A lot of sci-fi (at least where TV/Films are concerned) keeps getting too bogged down in what it thinks that it should be, and doesn't actually try to explore new possibilities or expand much, which generally means that the quality of sequels progressively gets worse, and the show ends up being a sort of even mush vaguely resembling the original.

The main example I could think of is probably Star Trek. It's too fixated on everything as it is, so even things that are supposed to be radical changes just re-establish the status quo with a new coat of paint. A radical show with radical viewpoints would never take off, as newer iterations would try to emulate the success of the show, and keep to the old.

It's part of why later Star Trek shows seem to be a bit more conservative, by comparison. Sure, values have changed since the original show, but the level of radical progressiveness has also gradually wound down too. Compared to the original show, which tried to push things from all angles, something like Star Trek: Discovery would seem almost conservative. Most of its more progressive elements are fairly standard for the time period it is set in, rather than pushing the envelope like the original did.

Similarly, all the shows end up trying to emulate the same formula, and even the same rough starship design. The Enterprise was originally specially designed and built to seem future-y, but many other of their starships since them seem to just be iterative designs on the original. Even one of them set 900 in the years in the future seems to have almost identical technologies, polities, and culture as one set in the 24th century. The visuals are different, but everything seems to be effectively the same under the coat of paint.

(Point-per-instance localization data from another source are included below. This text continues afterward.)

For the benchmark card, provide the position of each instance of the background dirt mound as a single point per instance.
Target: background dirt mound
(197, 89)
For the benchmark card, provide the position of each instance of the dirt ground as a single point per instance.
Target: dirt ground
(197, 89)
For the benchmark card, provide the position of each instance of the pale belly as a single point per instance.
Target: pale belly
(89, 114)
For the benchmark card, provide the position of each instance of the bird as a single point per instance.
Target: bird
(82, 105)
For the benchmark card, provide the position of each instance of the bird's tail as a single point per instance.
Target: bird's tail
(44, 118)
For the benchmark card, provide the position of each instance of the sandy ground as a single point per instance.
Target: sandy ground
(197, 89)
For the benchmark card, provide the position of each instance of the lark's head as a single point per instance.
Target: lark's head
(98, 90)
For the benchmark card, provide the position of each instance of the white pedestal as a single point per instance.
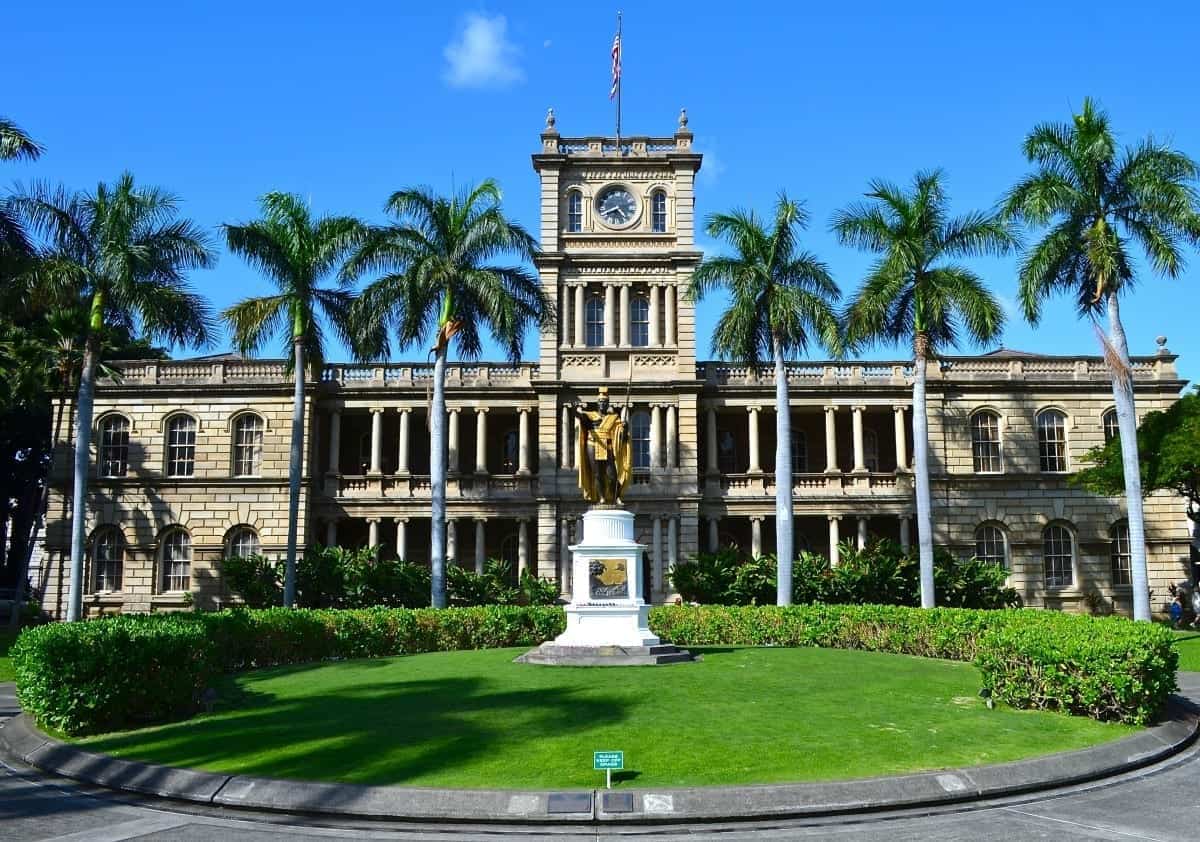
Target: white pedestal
(606, 607)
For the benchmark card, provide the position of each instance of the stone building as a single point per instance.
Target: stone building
(191, 456)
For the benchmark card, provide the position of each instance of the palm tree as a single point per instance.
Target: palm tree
(915, 294)
(295, 252)
(438, 281)
(783, 298)
(15, 247)
(1096, 200)
(126, 252)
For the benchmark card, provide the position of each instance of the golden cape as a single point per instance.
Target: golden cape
(622, 452)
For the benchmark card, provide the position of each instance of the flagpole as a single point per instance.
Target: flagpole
(621, 59)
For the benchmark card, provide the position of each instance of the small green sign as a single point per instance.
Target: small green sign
(609, 759)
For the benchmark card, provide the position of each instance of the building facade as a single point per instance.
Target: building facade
(191, 457)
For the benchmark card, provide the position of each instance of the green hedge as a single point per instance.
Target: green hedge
(123, 672)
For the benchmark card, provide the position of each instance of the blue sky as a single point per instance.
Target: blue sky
(343, 103)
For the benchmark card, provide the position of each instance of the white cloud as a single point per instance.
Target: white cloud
(480, 55)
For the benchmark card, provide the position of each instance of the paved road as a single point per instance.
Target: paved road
(1162, 803)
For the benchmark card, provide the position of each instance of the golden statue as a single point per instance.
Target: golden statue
(604, 453)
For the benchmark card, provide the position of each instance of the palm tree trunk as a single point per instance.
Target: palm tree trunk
(294, 471)
(43, 501)
(1127, 422)
(921, 469)
(438, 481)
(784, 517)
(84, 403)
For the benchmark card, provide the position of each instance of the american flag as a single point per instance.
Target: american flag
(616, 66)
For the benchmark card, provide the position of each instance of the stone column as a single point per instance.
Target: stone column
(859, 459)
(624, 316)
(453, 439)
(669, 294)
(655, 341)
(610, 316)
(480, 543)
(753, 434)
(376, 440)
(832, 440)
(523, 443)
(833, 541)
(335, 441)
(657, 555)
(901, 438)
(522, 546)
(402, 539)
(481, 440)
(579, 318)
(402, 462)
(655, 435)
(711, 440)
(672, 545)
(672, 435)
(564, 555)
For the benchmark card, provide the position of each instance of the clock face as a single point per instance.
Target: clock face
(616, 206)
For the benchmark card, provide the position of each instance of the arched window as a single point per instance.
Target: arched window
(181, 446)
(640, 322)
(593, 313)
(871, 450)
(511, 455)
(247, 445)
(990, 545)
(985, 441)
(799, 452)
(1059, 555)
(114, 446)
(659, 211)
(1111, 427)
(575, 211)
(1053, 441)
(243, 542)
(1120, 554)
(107, 559)
(640, 437)
(177, 560)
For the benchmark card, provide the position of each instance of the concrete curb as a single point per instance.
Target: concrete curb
(21, 739)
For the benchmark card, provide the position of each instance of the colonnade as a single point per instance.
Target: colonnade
(831, 431)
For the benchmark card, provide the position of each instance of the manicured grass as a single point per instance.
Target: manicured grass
(475, 719)
(1187, 643)
(6, 639)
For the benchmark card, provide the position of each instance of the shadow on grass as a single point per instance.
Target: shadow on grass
(370, 733)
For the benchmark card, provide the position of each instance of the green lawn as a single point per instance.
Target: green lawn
(1187, 643)
(6, 641)
(478, 720)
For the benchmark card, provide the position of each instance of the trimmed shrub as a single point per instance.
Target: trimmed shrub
(127, 671)
(882, 573)
(121, 672)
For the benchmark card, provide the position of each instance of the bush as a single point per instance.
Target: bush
(882, 573)
(1108, 668)
(119, 672)
(127, 671)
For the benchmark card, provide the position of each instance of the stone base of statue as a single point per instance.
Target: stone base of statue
(606, 619)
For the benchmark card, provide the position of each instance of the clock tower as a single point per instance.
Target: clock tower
(618, 250)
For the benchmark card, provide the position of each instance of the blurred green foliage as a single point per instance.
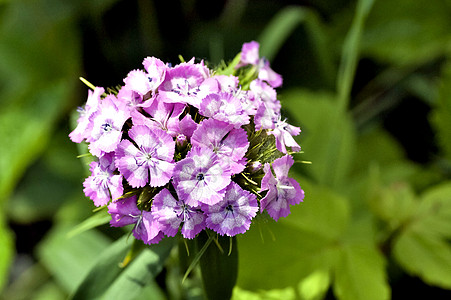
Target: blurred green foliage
(369, 83)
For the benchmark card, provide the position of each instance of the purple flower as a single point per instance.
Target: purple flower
(156, 71)
(151, 162)
(225, 107)
(103, 185)
(234, 213)
(84, 126)
(284, 132)
(125, 212)
(249, 53)
(107, 126)
(182, 84)
(229, 143)
(282, 190)
(164, 116)
(138, 81)
(170, 213)
(200, 177)
(130, 99)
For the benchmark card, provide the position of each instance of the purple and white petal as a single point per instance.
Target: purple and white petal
(229, 143)
(234, 213)
(200, 177)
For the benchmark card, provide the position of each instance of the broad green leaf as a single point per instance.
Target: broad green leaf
(108, 280)
(281, 27)
(27, 128)
(39, 79)
(425, 255)
(360, 273)
(394, 204)
(49, 291)
(422, 247)
(99, 218)
(315, 286)
(69, 259)
(323, 212)
(435, 211)
(275, 255)
(376, 146)
(137, 278)
(327, 137)
(274, 294)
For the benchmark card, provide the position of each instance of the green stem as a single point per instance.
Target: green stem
(219, 268)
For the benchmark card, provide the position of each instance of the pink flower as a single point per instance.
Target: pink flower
(125, 212)
(200, 177)
(170, 213)
(230, 144)
(151, 162)
(234, 213)
(84, 125)
(103, 185)
(282, 190)
(107, 122)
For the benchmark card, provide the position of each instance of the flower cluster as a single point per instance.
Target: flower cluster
(187, 148)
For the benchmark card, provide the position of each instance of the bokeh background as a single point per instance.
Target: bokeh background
(369, 83)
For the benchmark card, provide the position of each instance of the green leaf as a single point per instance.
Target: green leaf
(282, 26)
(108, 279)
(422, 247)
(27, 129)
(6, 252)
(394, 204)
(330, 144)
(426, 256)
(274, 294)
(315, 286)
(219, 269)
(441, 114)
(303, 242)
(69, 259)
(360, 274)
(376, 146)
(99, 218)
(435, 211)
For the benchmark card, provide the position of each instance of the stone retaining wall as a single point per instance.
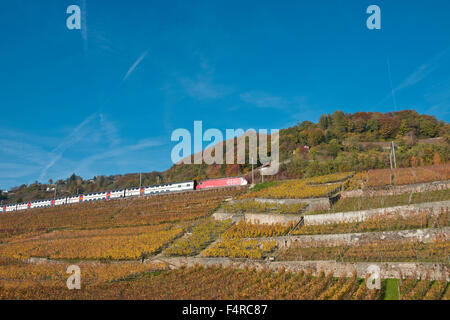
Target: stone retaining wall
(422, 235)
(431, 271)
(354, 216)
(394, 190)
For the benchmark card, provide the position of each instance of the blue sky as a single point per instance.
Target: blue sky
(105, 99)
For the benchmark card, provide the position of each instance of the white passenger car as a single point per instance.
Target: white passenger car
(94, 196)
(115, 194)
(60, 201)
(23, 206)
(73, 199)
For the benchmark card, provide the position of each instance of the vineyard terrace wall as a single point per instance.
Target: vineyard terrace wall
(354, 216)
(422, 235)
(396, 190)
(338, 217)
(431, 271)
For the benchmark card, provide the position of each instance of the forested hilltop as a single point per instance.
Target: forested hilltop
(338, 142)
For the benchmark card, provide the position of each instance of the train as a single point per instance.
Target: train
(130, 192)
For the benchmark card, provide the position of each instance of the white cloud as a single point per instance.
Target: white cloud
(264, 100)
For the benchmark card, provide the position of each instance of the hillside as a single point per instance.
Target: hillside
(338, 142)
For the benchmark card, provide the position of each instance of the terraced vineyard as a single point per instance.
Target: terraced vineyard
(173, 247)
(401, 176)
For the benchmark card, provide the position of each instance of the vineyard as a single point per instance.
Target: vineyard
(263, 207)
(203, 234)
(378, 251)
(294, 189)
(374, 202)
(144, 282)
(216, 283)
(118, 213)
(126, 248)
(383, 222)
(400, 176)
(240, 248)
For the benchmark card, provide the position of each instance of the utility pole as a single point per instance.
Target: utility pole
(390, 158)
(393, 153)
(253, 177)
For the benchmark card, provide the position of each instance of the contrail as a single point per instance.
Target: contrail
(134, 66)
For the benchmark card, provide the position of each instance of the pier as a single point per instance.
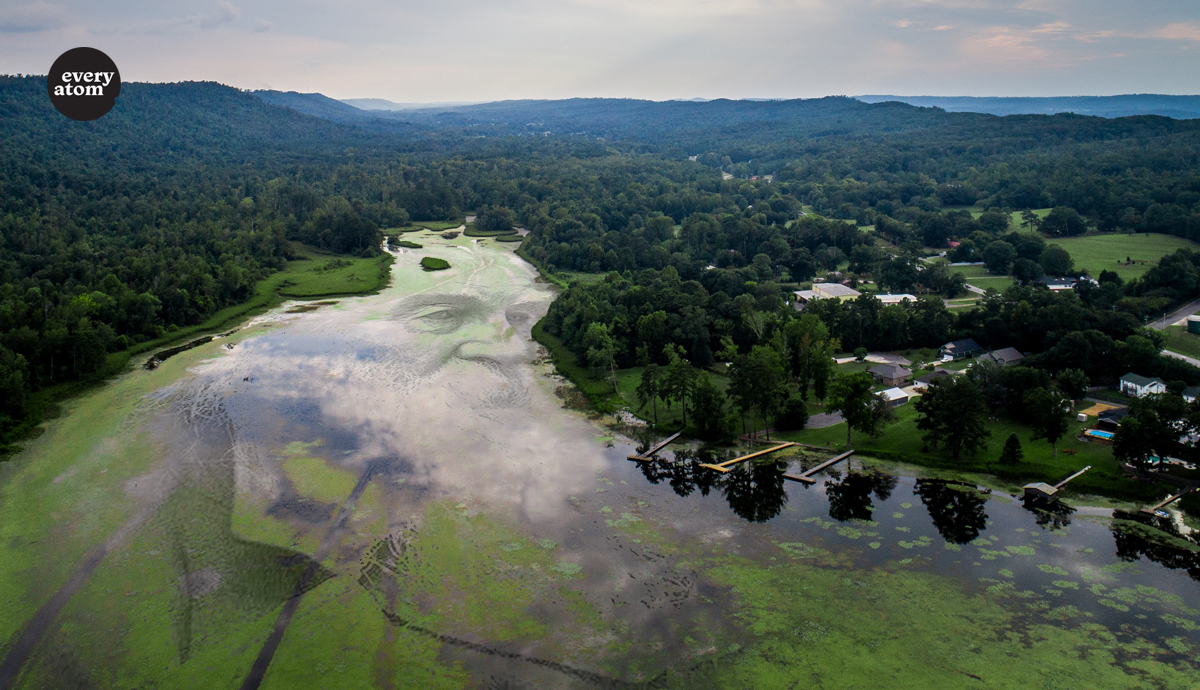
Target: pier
(727, 466)
(1041, 491)
(807, 475)
(649, 454)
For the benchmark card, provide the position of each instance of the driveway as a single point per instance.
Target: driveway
(1176, 316)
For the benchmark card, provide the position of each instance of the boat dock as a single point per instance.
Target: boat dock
(1044, 491)
(807, 475)
(649, 454)
(1167, 502)
(727, 466)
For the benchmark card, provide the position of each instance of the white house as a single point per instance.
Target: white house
(894, 396)
(1140, 387)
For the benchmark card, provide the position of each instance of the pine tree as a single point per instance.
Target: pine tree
(1012, 453)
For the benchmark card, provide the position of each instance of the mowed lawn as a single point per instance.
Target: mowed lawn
(903, 442)
(1181, 341)
(982, 279)
(1109, 252)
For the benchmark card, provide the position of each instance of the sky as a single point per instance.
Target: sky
(457, 51)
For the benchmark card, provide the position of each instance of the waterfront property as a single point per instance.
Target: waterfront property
(1135, 385)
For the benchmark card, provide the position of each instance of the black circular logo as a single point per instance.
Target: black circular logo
(83, 84)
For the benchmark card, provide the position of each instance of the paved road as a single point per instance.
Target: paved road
(1177, 315)
(1192, 361)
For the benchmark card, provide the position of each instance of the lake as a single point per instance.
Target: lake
(389, 491)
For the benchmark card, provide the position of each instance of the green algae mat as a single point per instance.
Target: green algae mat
(387, 492)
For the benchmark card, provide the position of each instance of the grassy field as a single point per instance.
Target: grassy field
(1109, 252)
(322, 275)
(903, 442)
(979, 277)
(1181, 341)
(437, 225)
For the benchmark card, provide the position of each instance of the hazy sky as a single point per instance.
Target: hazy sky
(492, 49)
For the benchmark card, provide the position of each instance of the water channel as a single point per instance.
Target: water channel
(388, 491)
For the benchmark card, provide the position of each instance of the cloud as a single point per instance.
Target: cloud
(226, 13)
(1179, 33)
(36, 17)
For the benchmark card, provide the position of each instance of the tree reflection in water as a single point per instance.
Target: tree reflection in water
(850, 498)
(1157, 539)
(754, 490)
(957, 509)
(1053, 514)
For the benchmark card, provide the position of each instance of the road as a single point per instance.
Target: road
(1177, 315)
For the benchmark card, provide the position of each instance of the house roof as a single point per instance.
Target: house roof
(1140, 381)
(934, 376)
(889, 371)
(835, 291)
(966, 345)
(1007, 355)
(1115, 414)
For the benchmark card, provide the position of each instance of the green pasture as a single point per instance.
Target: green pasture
(1181, 341)
(982, 279)
(1109, 252)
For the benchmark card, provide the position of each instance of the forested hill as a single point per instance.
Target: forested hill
(1179, 107)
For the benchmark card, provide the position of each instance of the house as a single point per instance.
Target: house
(889, 373)
(1140, 387)
(959, 349)
(923, 382)
(834, 291)
(1007, 357)
(895, 299)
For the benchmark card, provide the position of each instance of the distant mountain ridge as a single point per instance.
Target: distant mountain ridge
(1177, 107)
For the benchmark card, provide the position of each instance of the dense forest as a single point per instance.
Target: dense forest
(121, 231)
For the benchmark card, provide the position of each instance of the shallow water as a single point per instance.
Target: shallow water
(385, 492)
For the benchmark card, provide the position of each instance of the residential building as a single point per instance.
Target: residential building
(1140, 387)
(894, 396)
(1007, 357)
(922, 383)
(889, 299)
(959, 349)
(889, 373)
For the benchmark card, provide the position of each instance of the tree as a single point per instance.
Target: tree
(1073, 382)
(708, 407)
(679, 379)
(759, 384)
(648, 389)
(1012, 453)
(1049, 415)
(953, 413)
(852, 396)
(600, 351)
(999, 256)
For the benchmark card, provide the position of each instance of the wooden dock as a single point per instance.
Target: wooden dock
(1039, 491)
(807, 475)
(1167, 502)
(649, 454)
(727, 466)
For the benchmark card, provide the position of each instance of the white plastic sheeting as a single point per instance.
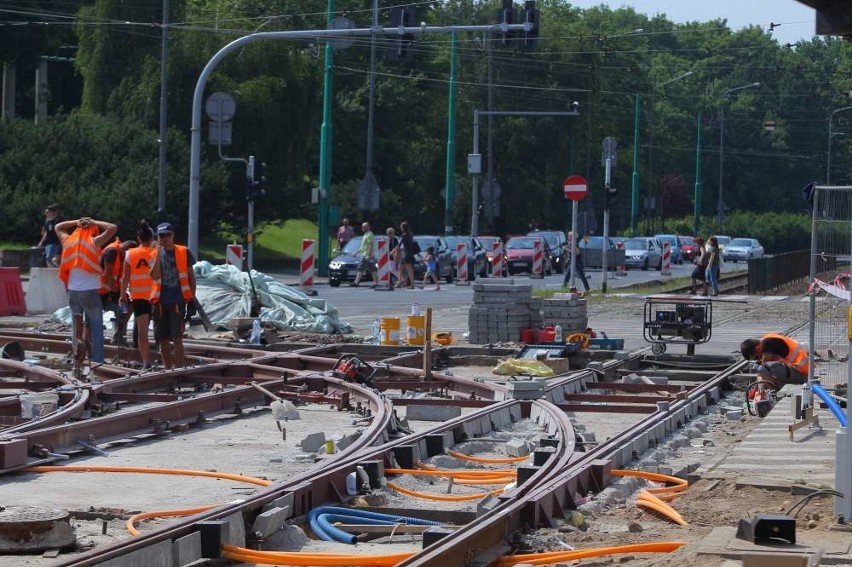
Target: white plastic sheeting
(225, 293)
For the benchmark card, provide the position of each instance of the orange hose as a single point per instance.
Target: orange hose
(563, 556)
(507, 460)
(146, 470)
(442, 497)
(131, 522)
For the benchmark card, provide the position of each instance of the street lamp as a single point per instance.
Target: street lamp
(828, 160)
(720, 205)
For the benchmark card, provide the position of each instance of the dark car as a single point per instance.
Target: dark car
(343, 266)
(555, 239)
(519, 255)
(477, 261)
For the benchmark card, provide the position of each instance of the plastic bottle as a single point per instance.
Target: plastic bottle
(376, 331)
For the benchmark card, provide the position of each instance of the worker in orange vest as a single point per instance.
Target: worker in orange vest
(173, 294)
(112, 263)
(80, 270)
(136, 288)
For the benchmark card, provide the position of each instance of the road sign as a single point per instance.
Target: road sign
(574, 188)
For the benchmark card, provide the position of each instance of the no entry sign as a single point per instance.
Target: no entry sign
(574, 188)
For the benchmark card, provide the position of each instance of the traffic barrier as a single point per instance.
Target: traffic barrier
(11, 292)
(666, 268)
(306, 271)
(497, 260)
(383, 264)
(45, 292)
(622, 268)
(538, 259)
(461, 263)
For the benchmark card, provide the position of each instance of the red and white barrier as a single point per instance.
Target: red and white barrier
(538, 259)
(497, 260)
(461, 262)
(306, 271)
(383, 264)
(666, 269)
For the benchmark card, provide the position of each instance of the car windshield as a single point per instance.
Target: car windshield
(636, 244)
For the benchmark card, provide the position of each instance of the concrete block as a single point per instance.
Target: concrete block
(313, 442)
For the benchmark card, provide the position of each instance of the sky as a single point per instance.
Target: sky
(797, 20)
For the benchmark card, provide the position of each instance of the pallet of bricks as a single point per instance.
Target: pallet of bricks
(500, 311)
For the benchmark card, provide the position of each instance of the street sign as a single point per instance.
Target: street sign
(574, 188)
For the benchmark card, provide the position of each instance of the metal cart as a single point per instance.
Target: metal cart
(677, 319)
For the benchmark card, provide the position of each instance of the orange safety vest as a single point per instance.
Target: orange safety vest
(797, 358)
(114, 269)
(182, 262)
(140, 261)
(79, 251)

Not having that baggage is probably why up-and-coming shows, like The Orville, tend to be able to get away with more, since there isn't a previous Orville that it keeps trying to recapture, just yet, which should mean that it gets more leeway.

From a non Star Trek standpoint, it's also rather happened to Star Wars. The newer films are just trying to recapture the older films, rather than expand into their own thing, to the detriment of the films as a whole. The latest trilogy seems like a rehash of the old ones, down to having what is basically another death star, Rebellions, Vader-ish Masked Sith Lord, and Friendpatines.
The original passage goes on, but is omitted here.